Les Jaegers : du vivant plaqué sur du mécanique.
L'ingénierie de ces robots reproduit une structure cérébrale et rend réel cet Autre absolu qu'est l'inconscient en attribuant deux personnalités différentes à chaque hémisphère. L'idée de la dérive (la possibilité d'une connexion entre le psychisme des deux pilotes), nécessaire pour supporter la charge neuronale qu'implique le pilotage de telle machine, est bien plus qu'une simple anecdote. Reprenant la métaphore cartésienne de la relation âme corps du pilote et du navire, le film propose une explication techniciste mais aussi poétique et animiste de cette symbiose. Le coeur du robot est bien sa tête. L'humain constitue l'âme de la machine qui n'est jamais prise dans la culture japonaise, de façon extérieure, comme un destructeur potentiel contrairement à la figure américaine du Terminator. Ainsi contrairement aux droïdes dont les gestes maladroits (C3PO par exemple) copient l'apparence de l'homme et donnent lieu à de multiples éclats de rire renvoyant ainsi de près à la définition bergsonienne du comique qui en fait du mécanique plaqué sur du vivant, les Jaegers, eux, en intériorisant l'homme en captent aussi une forme de majesté. A cela s'ajoute une question d'échelle qui renforce cet effet et qui rend naturel l'incorporation de l'homme dans ces monstres de fer. Le rapport entre l'âme humaine et ces colosses sont semblables à celui que l'on retrouve entre le corps du défunt et la gigantisme des pyramides. Hegel souligne bien l'inadéquation du symbole égyptien qui est là pour montrer derrière ces constructions gigantesques l'importance de l'âme. Mais le "Jaeger" n'est pas une forme géométrique simple. Il incarne le sommet de l'art des hommes, de tous les hommes. Le début du film insiste bien là-dessus pour montrer qu'il est l'achèvement de toutes les cultures. Il n'y a qu'une collaboration à l'échelle mondiale qui pouvait vaincre un tel péril en créant son propre monstre. Le robot par sa forme rappelle l'homme mais l'excède de toute part, y compris cérébralement puisqu'il nécessite pour être stable non pas un mais deux esprits. Il n'est plus un simple "mécha", un outil pensé pour prolonger les forces de l'homme (sur le mécha et les monstres le jeu Lost Planet est une belle illustration), il achève ce que l'homme technologiquement peut.

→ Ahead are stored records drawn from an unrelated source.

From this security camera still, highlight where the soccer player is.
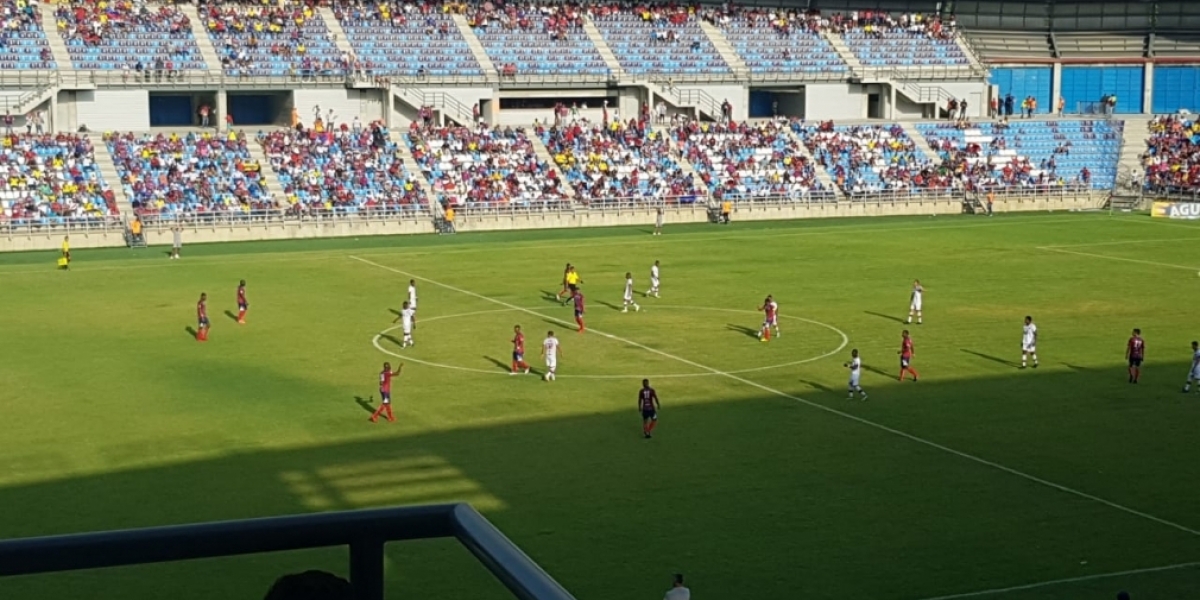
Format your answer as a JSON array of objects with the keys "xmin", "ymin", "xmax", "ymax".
[
  {"xmin": 1126, "ymin": 329, "xmax": 1146, "ymax": 383},
  {"xmin": 196, "ymin": 293, "xmax": 209, "ymax": 342},
  {"xmin": 238, "ymin": 280, "xmax": 250, "ymax": 325},
  {"xmin": 563, "ymin": 265, "xmax": 583, "ymax": 306},
  {"xmin": 554, "ymin": 263, "xmax": 571, "ymax": 300},
  {"xmin": 1021, "ymin": 316, "xmax": 1038, "ymax": 368},
  {"xmin": 571, "ymin": 289, "xmax": 588, "ymax": 334},
  {"xmin": 758, "ymin": 294, "xmax": 780, "ymax": 342},
  {"xmin": 371, "ymin": 362, "xmax": 404, "ymax": 422},
  {"xmin": 620, "ymin": 272, "xmax": 642, "ymax": 312},
  {"xmin": 908, "ymin": 280, "xmax": 925, "ymax": 325},
  {"xmin": 391, "ymin": 300, "xmax": 416, "ymax": 348},
  {"xmin": 1183, "ymin": 342, "xmax": 1200, "ymax": 394},
  {"xmin": 898, "ymin": 329, "xmax": 919, "ymax": 382},
  {"xmin": 509, "ymin": 325, "xmax": 529, "ymax": 374},
  {"xmin": 842, "ymin": 348, "xmax": 866, "ymax": 400},
  {"xmin": 541, "ymin": 331, "xmax": 560, "ymax": 382},
  {"xmin": 637, "ymin": 379, "xmax": 660, "ymax": 439}
]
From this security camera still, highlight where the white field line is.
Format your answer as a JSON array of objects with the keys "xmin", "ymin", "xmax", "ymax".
[
  {"xmin": 907, "ymin": 563, "xmax": 1200, "ymax": 600},
  {"xmin": 1037, "ymin": 246, "xmax": 1200, "ymax": 271},
  {"xmin": 350, "ymin": 256, "xmax": 1200, "ymax": 536}
]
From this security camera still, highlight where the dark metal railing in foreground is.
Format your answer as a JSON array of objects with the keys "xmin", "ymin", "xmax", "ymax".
[{"xmin": 0, "ymin": 504, "xmax": 574, "ymax": 600}]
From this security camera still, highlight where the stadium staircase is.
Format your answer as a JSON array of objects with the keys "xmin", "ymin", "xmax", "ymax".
[
  {"xmin": 900, "ymin": 122, "xmax": 942, "ymax": 164},
  {"xmin": 784, "ymin": 127, "xmax": 845, "ymax": 198},
  {"xmin": 88, "ymin": 133, "xmax": 133, "ymax": 217},
  {"xmin": 527, "ymin": 136, "xmax": 576, "ymax": 199},
  {"xmin": 821, "ymin": 31, "xmax": 863, "ymax": 77},
  {"xmin": 450, "ymin": 13, "xmax": 500, "ymax": 80},
  {"xmin": 175, "ymin": 2, "xmax": 221, "ymax": 72},
  {"xmin": 698, "ymin": 19, "xmax": 750, "ymax": 80},
  {"xmin": 37, "ymin": 2, "xmax": 74, "ymax": 71},
  {"xmin": 583, "ymin": 16, "xmax": 625, "ymax": 82},
  {"xmin": 318, "ymin": 6, "xmax": 355, "ymax": 56}
]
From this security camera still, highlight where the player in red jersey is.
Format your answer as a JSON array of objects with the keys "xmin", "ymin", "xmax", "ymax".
[
  {"xmin": 1126, "ymin": 329, "xmax": 1146, "ymax": 383},
  {"xmin": 509, "ymin": 325, "xmax": 529, "ymax": 374},
  {"xmin": 371, "ymin": 362, "xmax": 404, "ymax": 422},
  {"xmin": 196, "ymin": 293, "xmax": 209, "ymax": 342},
  {"xmin": 637, "ymin": 379, "xmax": 661, "ymax": 439},
  {"xmin": 572, "ymin": 289, "xmax": 588, "ymax": 334},
  {"xmin": 898, "ymin": 329, "xmax": 919, "ymax": 382},
  {"xmin": 238, "ymin": 280, "xmax": 250, "ymax": 325}
]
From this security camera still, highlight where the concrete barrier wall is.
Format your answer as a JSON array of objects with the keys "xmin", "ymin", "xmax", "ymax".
[{"xmin": 0, "ymin": 194, "xmax": 1104, "ymax": 252}]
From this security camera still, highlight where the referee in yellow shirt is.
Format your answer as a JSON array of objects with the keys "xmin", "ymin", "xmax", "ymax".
[{"xmin": 563, "ymin": 265, "xmax": 583, "ymax": 306}]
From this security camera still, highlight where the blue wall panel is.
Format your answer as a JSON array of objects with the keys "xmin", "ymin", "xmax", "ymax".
[
  {"xmin": 989, "ymin": 67, "xmax": 1054, "ymax": 113},
  {"xmin": 1152, "ymin": 66, "xmax": 1200, "ymax": 114},
  {"xmin": 1062, "ymin": 66, "xmax": 1145, "ymax": 114}
]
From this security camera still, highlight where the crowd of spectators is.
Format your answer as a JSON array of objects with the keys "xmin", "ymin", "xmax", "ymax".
[
  {"xmin": 407, "ymin": 122, "xmax": 568, "ymax": 209},
  {"xmin": 671, "ymin": 120, "xmax": 822, "ymax": 199},
  {"xmin": 104, "ymin": 132, "xmax": 275, "ymax": 216},
  {"xmin": 538, "ymin": 118, "xmax": 697, "ymax": 203},
  {"xmin": 54, "ymin": 0, "xmax": 204, "ymax": 71},
  {"xmin": 0, "ymin": 133, "xmax": 119, "ymax": 226},
  {"xmin": 792, "ymin": 121, "xmax": 941, "ymax": 196},
  {"xmin": 258, "ymin": 119, "xmax": 427, "ymax": 215},
  {"xmin": 1144, "ymin": 115, "xmax": 1200, "ymax": 192}
]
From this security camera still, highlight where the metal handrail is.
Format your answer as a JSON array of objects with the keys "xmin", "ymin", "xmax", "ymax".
[{"xmin": 0, "ymin": 504, "xmax": 574, "ymax": 600}]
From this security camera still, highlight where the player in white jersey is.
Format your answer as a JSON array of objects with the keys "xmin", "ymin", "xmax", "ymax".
[
  {"xmin": 908, "ymin": 280, "xmax": 925, "ymax": 325},
  {"xmin": 842, "ymin": 349, "xmax": 866, "ymax": 400},
  {"xmin": 1183, "ymin": 342, "xmax": 1200, "ymax": 394},
  {"xmin": 620, "ymin": 272, "xmax": 642, "ymax": 312},
  {"xmin": 392, "ymin": 301, "xmax": 416, "ymax": 348},
  {"xmin": 1021, "ymin": 317, "xmax": 1038, "ymax": 368},
  {"xmin": 541, "ymin": 331, "xmax": 559, "ymax": 382}
]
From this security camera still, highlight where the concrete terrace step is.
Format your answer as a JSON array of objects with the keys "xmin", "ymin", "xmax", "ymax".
[
  {"xmin": 526, "ymin": 132, "xmax": 577, "ymax": 198},
  {"xmin": 37, "ymin": 2, "xmax": 74, "ymax": 70},
  {"xmin": 700, "ymin": 19, "xmax": 750, "ymax": 79},
  {"xmin": 88, "ymin": 133, "xmax": 133, "ymax": 217},
  {"xmin": 450, "ymin": 13, "xmax": 499, "ymax": 79},
  {"xmin": 319, "ymin": 6, "xmax": 354, "ymax": 56},
  {"xmin": 175, "ymin": 2, "xmax": 221, "ymax": 71},
  {"xmin": 583, "ymin": 16, "xmax": 625, "ymax": 82}
]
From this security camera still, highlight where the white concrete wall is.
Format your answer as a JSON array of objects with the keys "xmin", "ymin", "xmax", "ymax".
[
  {"xmin": 75, "ymin": 90, "xmax": 150, "ymax": 131},
  {"xmin": 804, "ymin": 83, "xmax": 866, "ymax": 121}
]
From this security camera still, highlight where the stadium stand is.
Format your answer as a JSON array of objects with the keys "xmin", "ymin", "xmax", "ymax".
[
  {"xmin": 671, "ymin": 121, "xmax": 823, "ymax": 200},
  {"xmin": 406, "ymin": 125, "xmax": 568, "ymax": 209},
  {"xmin": 202, "ymin": 2, "xmax": 340, "ymax": 77},
  {"xmin": 792, "ymin": 121, "xmax": 941, "ymax": 197},
  {"xmin": 704, "ymin": 5, "xmax": 846, "ymax": 73},
  {"xmin": 1145, "ymin": 115, "xmax": 1200, "ymax": 193},
  {"xmin": 104, "ymin": 132, "xmax": 275, "ymax": 217},
  {"xmin": 467, "ymin": 1, "xmax": 608, "ymax": 74},
  {"xmin": 334, "ymin": 1, "xmax": 484, "ymax": 77},
  {"xmin": 538, "ymin": 120, "xmax": 696, "ymax": 204},
  {"xmin": 830, "ymin": 11, "xmax": 971, "ymax": 67},
  {"xmin": 258, "ymin": 122, "xmax": 428, "ymax": 215},
  {"xmin": 0, "ymin": 133, "xmax": 120, "ymax": 227},
  {"xmin": 588, "ymin": 4, "xmax": 732, "ymax": 76},
  {"xmin": 0, "ymin": 0, "xmax": 58, "ymax": 71},
  {"xmin": 917, "ymin": 120, "xmax": 1122, "ymax": 190},
  {"xmin": 54, "ymin": 0, "xmax": 206, "ymax": 74}
]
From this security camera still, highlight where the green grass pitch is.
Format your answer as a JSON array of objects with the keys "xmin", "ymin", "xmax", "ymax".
[{"xmin": 0, "ymin": 214, "xmax": 1200, "ymax": 600}]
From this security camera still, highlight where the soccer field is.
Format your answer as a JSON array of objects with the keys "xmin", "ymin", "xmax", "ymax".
[{"xmin": 0, "ymin": 214, "xmax": 1200, "ymax": 600}]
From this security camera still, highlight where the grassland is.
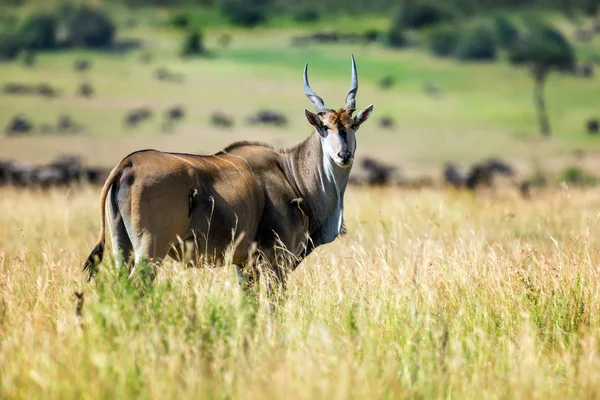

Un corps mort, une âme vivante : deux demeures pour l'homme.
Le film, comme les machines qu'il fait triompher, est donc doublement cérébral, en tant qu'il rejoue l'opposition du mécanique et de l'organique tout en précisant bien de quels côtés la peur prend place, mais surtout en tant qu'il réussit une dérive parfaite entre la culture japonaise et occidentale proposant un divertissement qui ne cherche pas à être autre chose (un conte écologique comme Avatar par exemple) et qui donc devient pleinement ce qu'il est : un pur divertissement.